Con sus ciento noventa y dos centímetros de altura vacila de su treinta y nueve de talla de zapato, según él porque calzar un treinta y nueve es tener un pié de señorito. Da igual que al gente le importe o no la talla, todo lo que no le gusta al respecto de su persona es para él, pura envidia o triste ignorancia.
Lo cierto es que no necesita a tener un pié poco corriente para su altura para lucir sus atributos, cualquiera que estos sean. El payo blanco, como se le conoce entre los calés de su familia, camina exultante por allá que vaya, sea por su Gótico natal o por Paseo de Gracia laboral.

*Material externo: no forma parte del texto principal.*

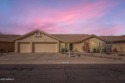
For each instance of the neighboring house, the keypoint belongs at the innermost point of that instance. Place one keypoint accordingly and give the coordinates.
(38, 42)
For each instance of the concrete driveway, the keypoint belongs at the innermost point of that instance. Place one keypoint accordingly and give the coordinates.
(57, 58)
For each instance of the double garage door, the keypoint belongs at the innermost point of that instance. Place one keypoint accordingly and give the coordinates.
(38, 47)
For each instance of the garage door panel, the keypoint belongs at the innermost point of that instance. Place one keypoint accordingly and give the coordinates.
(45, 47)
(24, 47)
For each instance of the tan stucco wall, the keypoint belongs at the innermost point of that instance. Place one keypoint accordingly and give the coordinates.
(32, 38)
(7, 46)
(78, 46)
(118, 46)
(94, 42)
(62, 46)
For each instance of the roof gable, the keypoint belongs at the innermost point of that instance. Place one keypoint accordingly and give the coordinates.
(33, 32)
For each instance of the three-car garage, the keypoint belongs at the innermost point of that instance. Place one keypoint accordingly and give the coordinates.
(37, 47)
(40, 43)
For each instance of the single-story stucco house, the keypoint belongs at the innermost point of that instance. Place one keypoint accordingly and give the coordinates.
(38, 41)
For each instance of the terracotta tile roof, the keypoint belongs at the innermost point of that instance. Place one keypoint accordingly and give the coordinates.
(67, 37)
(8, 38)
(113, 38)
(71, 37)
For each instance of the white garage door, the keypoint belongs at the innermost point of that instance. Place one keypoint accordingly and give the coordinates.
(24, 48)
(43, 47)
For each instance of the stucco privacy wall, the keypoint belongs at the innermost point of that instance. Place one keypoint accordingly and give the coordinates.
(119, 46)
(7, 46)
(32, 38)
(93, 42)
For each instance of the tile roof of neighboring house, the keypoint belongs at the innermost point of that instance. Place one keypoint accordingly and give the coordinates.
(113, 38)
(8, 38)
(71, 37)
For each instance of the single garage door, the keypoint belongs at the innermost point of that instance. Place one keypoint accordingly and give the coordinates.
(45, 47)
(24, 47)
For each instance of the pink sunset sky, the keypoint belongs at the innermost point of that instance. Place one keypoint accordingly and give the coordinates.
(100, 17)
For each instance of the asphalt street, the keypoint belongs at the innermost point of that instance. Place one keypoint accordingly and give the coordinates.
(62, 73)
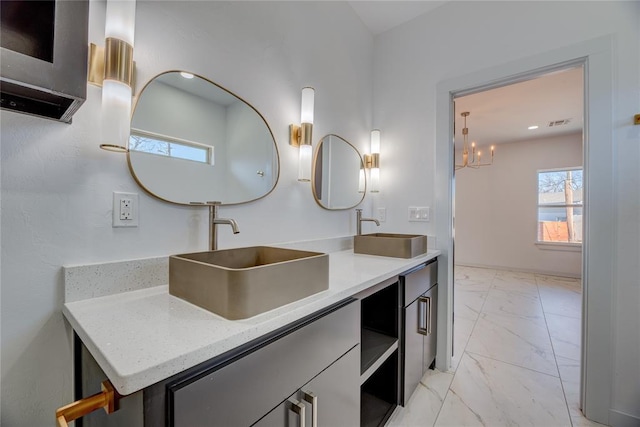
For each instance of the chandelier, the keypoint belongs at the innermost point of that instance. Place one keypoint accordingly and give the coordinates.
(475, 161)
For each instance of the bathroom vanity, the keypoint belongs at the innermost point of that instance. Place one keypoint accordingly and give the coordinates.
(334, 358)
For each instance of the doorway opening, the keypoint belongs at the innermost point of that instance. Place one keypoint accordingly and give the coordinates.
(598, 256)
(518, 206)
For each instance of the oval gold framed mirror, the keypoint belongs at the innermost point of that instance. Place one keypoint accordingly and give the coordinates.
(338, 179)
(193, 141)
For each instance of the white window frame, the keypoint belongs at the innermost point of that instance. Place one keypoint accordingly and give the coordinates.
(177, 141)
(559, 246)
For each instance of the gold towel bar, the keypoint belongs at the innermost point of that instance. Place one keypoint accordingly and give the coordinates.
(107, 399)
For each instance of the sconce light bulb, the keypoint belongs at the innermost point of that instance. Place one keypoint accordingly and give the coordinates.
(375, 141)
(306, 110)
(361, 181)
(375, 180)
(116, 113)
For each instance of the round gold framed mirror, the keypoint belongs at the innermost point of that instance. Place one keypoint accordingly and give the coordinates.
(338, 180)
(194, 141)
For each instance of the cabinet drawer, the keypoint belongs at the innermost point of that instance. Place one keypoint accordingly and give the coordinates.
(240, 393)
(418, 281)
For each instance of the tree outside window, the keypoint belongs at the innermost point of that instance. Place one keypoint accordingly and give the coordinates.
(560, 205)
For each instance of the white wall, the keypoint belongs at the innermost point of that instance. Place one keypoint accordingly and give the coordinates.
(496, 208)
(57, 184)
(461, 38)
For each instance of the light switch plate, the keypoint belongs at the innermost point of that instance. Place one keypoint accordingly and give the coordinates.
(125, 209)
(418, 214)
(382, 214)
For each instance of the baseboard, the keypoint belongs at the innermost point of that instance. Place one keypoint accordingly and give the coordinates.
(520, 270)
(620, 419)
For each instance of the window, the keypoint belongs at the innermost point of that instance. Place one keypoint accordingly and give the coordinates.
(162, 145)
(560, 205)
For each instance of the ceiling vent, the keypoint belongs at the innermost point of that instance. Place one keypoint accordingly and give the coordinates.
(555, 123)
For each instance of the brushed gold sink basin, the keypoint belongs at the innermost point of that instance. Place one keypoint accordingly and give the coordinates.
(391, 245)
(243, 282)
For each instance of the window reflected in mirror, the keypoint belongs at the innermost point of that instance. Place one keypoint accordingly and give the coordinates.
(192, 140)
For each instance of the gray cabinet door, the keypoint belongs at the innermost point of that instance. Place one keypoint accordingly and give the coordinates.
(431, 302)
(332, 398)
(241, 392)
(413, 349)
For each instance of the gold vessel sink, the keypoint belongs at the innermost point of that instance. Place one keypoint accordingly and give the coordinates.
(240, 283)
(391, 245)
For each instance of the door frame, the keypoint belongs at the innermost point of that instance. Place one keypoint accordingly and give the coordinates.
(598, 252)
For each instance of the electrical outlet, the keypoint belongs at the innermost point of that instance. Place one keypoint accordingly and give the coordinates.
(125, 209)
(419, 214)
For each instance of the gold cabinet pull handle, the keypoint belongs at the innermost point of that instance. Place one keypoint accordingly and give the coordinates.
(107, 399)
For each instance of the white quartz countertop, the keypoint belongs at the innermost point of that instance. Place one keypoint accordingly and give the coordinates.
(144, 336)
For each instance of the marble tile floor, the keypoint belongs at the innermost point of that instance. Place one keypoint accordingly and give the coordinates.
(517, 355)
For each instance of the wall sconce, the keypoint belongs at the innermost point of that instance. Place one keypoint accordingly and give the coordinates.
(301, 136)
(112, 68)
(372, 161)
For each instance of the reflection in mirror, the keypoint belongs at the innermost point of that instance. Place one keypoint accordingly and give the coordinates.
(337, 180)
(194, 141)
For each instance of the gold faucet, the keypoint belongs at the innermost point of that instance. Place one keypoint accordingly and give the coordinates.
(213, 224)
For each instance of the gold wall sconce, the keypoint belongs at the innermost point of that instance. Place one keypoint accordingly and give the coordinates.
(301, 136)
(372, 162)
(112, 68)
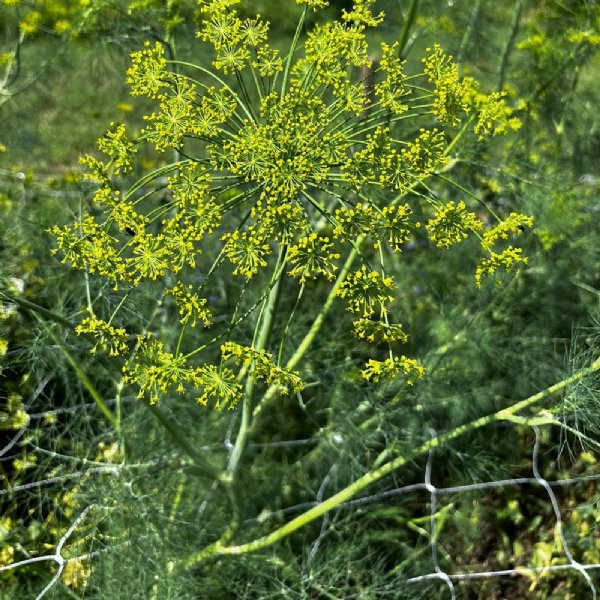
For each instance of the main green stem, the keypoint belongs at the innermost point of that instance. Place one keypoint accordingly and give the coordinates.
(262, 339)
(314, 329)
(350, 491)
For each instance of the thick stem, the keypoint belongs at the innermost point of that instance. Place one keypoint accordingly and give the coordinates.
(262, 339)
(372, 476)
(314, 329)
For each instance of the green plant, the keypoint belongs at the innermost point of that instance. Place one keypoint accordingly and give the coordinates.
(294, 172)
(289, 188)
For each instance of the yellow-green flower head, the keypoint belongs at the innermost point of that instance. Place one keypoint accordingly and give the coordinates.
(451, 224)
(366, 291)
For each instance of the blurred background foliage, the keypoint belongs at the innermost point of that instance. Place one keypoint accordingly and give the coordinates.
(62, 67)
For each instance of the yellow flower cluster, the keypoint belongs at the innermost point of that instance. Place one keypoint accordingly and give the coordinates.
(390, 225)
(508, 259)
(312, 257)
(366, 291)
(118, 148)
(391, 368)
(514, 223)
(379, 331)
(111, 339)
(451, 224)
(191, 308)
(262, 368)
(309, 165)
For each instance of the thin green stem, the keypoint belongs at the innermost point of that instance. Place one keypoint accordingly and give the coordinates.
(290, 56)
(200, 465)
(40, 310)
(86, 381)
(263, 333)
(314, 329)
(408, 23)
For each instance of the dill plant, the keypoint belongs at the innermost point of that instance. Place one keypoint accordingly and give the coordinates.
(298, 179)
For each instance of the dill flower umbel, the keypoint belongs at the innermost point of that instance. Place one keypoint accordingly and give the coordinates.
(281, 169)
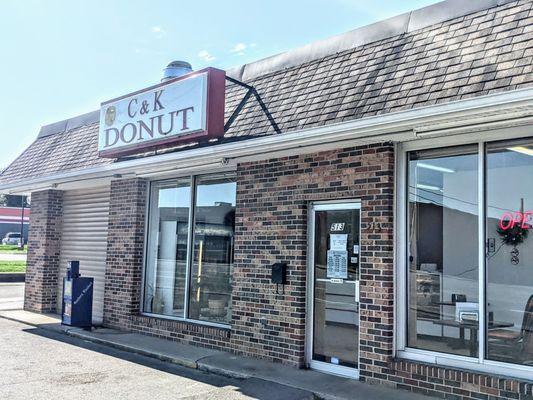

Se contornea discreto, lánguido, con la mirada fija en el cielo que lo cubre, mientras observa todo aquello que le rodea y que él dice sentir como un ángel justiciero vestido en ocasiones de gris, en otras, de celeste, aveces deja ver sus alas blancas, que parecen ampararlo del armado, antes su huida era de la policía, ahora es difícil, de él mismo se esconde, el cielo, porque lo cierto es hace mucho que dejó de pisar con sus zapatos bicolor la tierra.
Salve madre , que aquí llega, ya no puedes lavar sus pies reventados de la faena, pero sigues viendo su sonrisa cada tarde, engañando al mundo y a su puta suerte, dando como anuncio de su final, una de cal y otra de arena.